I don’t think what I wrote was wrong, but thinking back to that Phosphorescent show is making me realize it’s not exactly right either.

While Pride was an album so intimate it felt anachronistic, Muchacho feels like the lovelorn stadium record — the one that could get Houck that much closer to being a rockstar (or some 2013 approximation of whatever that is now). Pride was an album I retreated into — I’d put it on when I came home from work to block out street noise and the reality of adult life. Muchacho feels like a form of acceptance. The sound of Houck retreating into the world.

Too often, being lonely or making lonely art or occupying a lonely state is classified as running away, but if you make a career out of shaping that loneliness into something people can relate to, are you running away by allowing yourself to be swallowed by your fanbase? Is running into something the same as running away from it?

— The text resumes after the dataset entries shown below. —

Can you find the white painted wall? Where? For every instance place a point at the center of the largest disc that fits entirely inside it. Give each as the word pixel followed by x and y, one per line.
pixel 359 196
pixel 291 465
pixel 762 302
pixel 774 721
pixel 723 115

Where Muchacho feels tightly wound, Pride sprawls. Most songs stretch past the six minute mark, creaking their way to their quiet, accepting conclusions, with a few exceptions. “At Death, A Proclamation” is built on a sturdy drumroll and ominous stabs of piano. It manages to be foreboding and pretty, triumphant and defeated. It’s basically a two minute push-and-pull with no resolution. It’s emotional purgatory, but it’s gorgeous anyway. Muchacho and Pride have that same push-and-pull, which is probably why I keep talking about them like they’re one thing, even though they’re not.

Houck’s career arc illustrates a specific point: when it comes to what you spend your days on, or your general life decisions, just do the thing you want to do. It’s obvious, but gets muddied in the expectations of others so quickly that it’s easy to lose sight of what you were trying to do in the first place. Maybe it’s how Houck got from Pride to Muchacho. Due to the nature of memory and nostalgia, art we’re more familiar with is always going to hit closer to home, but newer material can still reach wide enough to swallow us whole.